O descobrimento do outro [editar]
Desde o famoso texto de Cristóvão Colombo em que diz haver chegado ao paraíso terreno, a imaginação tratou de atribuir todo tipo de bondades ingênuas aos indígenas (os naturais, como os chamavam nos documentos espanhóis da época). A isto também contribuiu em grande parte Bartolomé de las Casas com seu Brevísima Relación de la Destrucción de las Indias. O papel de parte do clero, de teólogos como os da Escola de Salamanca e dos próprios reis pode ver-se na convocatória da Junta de Burgos e a Junta de Valladolid, que discutiam sobre a natureza e a justificação da conquista e a exploração econômica da América (polêmica dos justos títulos ou da guerra aos naturais) e o corpo legislativo das leis das Índias. A Fábula Negra ampliou por toda a Europa a visão positiva de seres humanos em estado de natureza mortificados pelos abjetos espanhóis, que resumiriam todos os vícios e degenerações do homem civilizado.
A extensão do mito [editar]
As utopias do século XVI (Erasmo de Rotterdam, Elogio da Locura; Tomás Moro, Utopia) e obras como a de Baltasar Gracián (El Criticón) no século XVII, levam à definitiva discussão da natureza humana como má por natureza (Leviathan de Hobbes) ou boa por natureza, como pretendeu o Iluminismo (Locke e sobretudo Rousseau), que volta a descobrir exemplos de bons salvagens nas ilhas do Pacífico (tropicais e paradisíacas como as Antilhas, com indígenas nus de fácil trato e natureza pródiga) que descrevem viajantes como James Cook e produzem histórias como a do motim do Bounty.

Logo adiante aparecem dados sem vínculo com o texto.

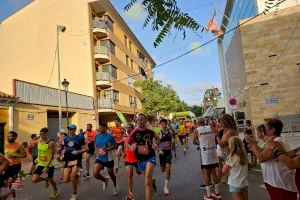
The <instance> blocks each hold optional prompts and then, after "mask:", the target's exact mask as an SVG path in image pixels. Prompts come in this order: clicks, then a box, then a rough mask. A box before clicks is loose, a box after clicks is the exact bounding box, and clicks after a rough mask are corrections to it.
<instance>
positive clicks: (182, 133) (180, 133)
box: [178, 119, 187, 154]
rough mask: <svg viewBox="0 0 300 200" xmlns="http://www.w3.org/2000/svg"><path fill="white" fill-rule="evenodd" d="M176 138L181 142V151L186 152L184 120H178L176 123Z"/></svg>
mask: <svg viewBox="0 0 300 200" xmlns="http://www.w3.org/2000/svg"><path fill="white" fill-rule="evenodd" d="M178 138H179V141H180V142H181V145H182V147H183V153H184V154H186V146H187V145H186V143H187V142H186V141H187V139H186V127H185V122H184V121H183V120H181V119H180V120H179V123H178Z"/></svg>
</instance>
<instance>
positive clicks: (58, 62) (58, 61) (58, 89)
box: [56, 25, 67, 132]
mask: <svg viewBox="0 0 300 200" xmlns="http://www.w3.org/2000/svg"><path fill="white" fill-rule="evenodd" d="M66 29H67V28H66V27H65V26H62V25H57V26H56V48H57V77H58V78H57V79H58V131H59V132H60V131H61V121H62V120H61V119H62V114H61V86H60V81H61V79H60V57H59V33H60V32H62V33H63V32H65V31H66Z"/></svg>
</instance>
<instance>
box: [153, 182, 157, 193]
mask: <svg viewBox="0 0 300 200" xmlns="http://www.w3.org/2000/svg"><path fill="white" fill-rule="evenodd" d="M152 189H153V192H154V193H156V192H157V187H156V182H155V179H152Z"/></svg>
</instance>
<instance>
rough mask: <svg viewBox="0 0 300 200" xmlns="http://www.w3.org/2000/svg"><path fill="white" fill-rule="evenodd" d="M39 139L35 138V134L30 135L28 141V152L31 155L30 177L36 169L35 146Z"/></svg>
mask: <svg viewBox="0 0 300 200" xmlns="http://www.w3.org/2000/svg"><path fill="white" fill-rule="evenodd" d="M39 138H40V137H38V136H37V134H32V135H31V141H30V144H29V147H28V152H29V153H30V154H31V156H32V166H31V169H30V175H33V173H34V171H35V168H36V164H37V162H36V159H37V144H38V143H39V141H38V140H39Z"/></svg>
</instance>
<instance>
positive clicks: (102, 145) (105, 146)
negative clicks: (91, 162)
mask: <svg viewBox="0 0 300 200" xmlns="http://www.w3.org/2000/svg"><path fill="white" fill-rule="evenodd" d="M95 147H96V150H97V158H96V161H95V166H94V177H95V178H96V179H98V180H101V181H102V182H103V191H105V190H106V188H107V184H108V181H109V179H108V178H104V177H103V176H102V175H101V174H100V172H101V171H102V170H103V169H104V168H105V167H106V168H107V172H108V174H109V176H110V178H111V180H112V181H113V184H114V188H113V195H117V194H118V193H119V188H118V186H117V177H116V176H115V174H114V157H113V156H111V155H110V154H111V153H110V152H111V151H112V150H114V149H116V148H117V144H116V142H115V139H114V137H113V136H112V135H111V134H110V133H108V132H107V125H106V124H100V126H99V133H97V134H96V136H95Z"/></svg>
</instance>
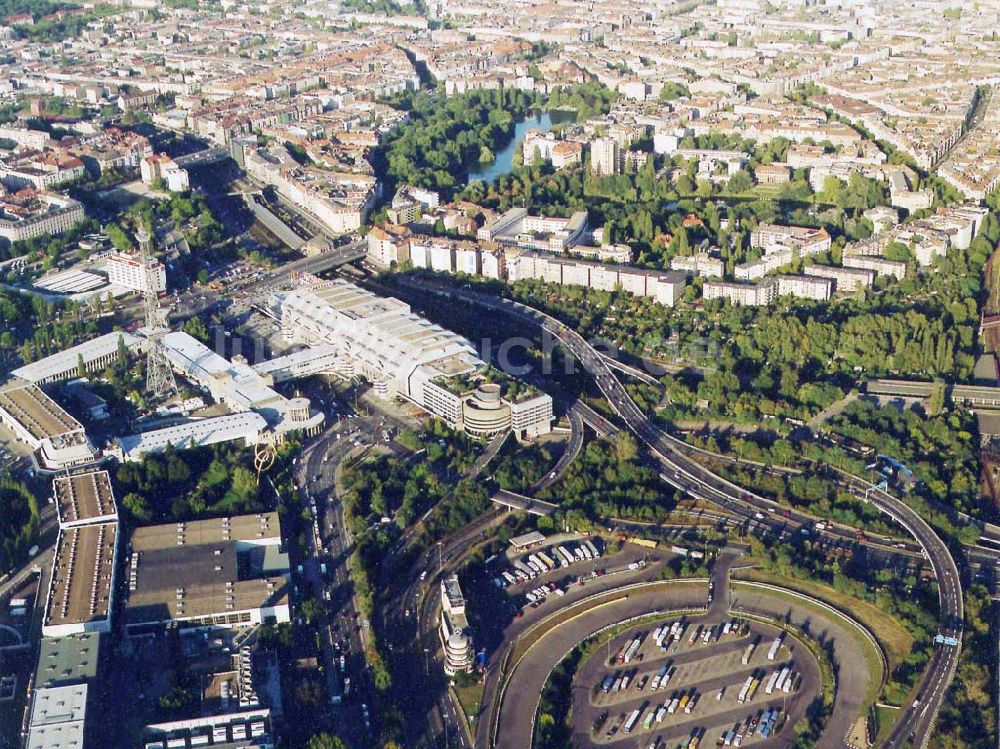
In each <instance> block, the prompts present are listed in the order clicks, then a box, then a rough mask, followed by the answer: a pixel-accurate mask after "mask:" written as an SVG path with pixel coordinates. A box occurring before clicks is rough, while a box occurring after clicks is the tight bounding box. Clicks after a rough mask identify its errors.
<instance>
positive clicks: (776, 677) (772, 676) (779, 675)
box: [764, 671, 780, 694]
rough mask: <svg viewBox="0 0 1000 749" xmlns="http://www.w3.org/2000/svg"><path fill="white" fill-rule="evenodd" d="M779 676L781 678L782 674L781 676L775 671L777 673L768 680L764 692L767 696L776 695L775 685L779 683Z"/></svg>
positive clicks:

Também contribuiu à extensão do uso do conceito o descobrimento das crianças salvagens ou crianças selvagens (Victor de Aveyron e Kaspar Hauser), que por sua vez tiveram tratamento literário e cinematográfico, por si mesmos ou como inspiração. O tema aparece em conjunção com o exotismo dos povos extraeuropeus em O livro da Selva e Tarzan.
Século XIX [editar]
O conceito de civilização converteu-se na bandeira da idéia de progresso na que tão comodamente sentia-se a burguesia capitalista, nova classe dominante, que justifica o domínio europeu, paternalista e colonial, sobre os povos selvagens. A antropologia e a etnologia, nascidas no século XIX, terão que esforçarem-se muito por transformar esse mito em ciência, ao que contribuiu em boa parte o relativismo cultural e o conceito de alteridade.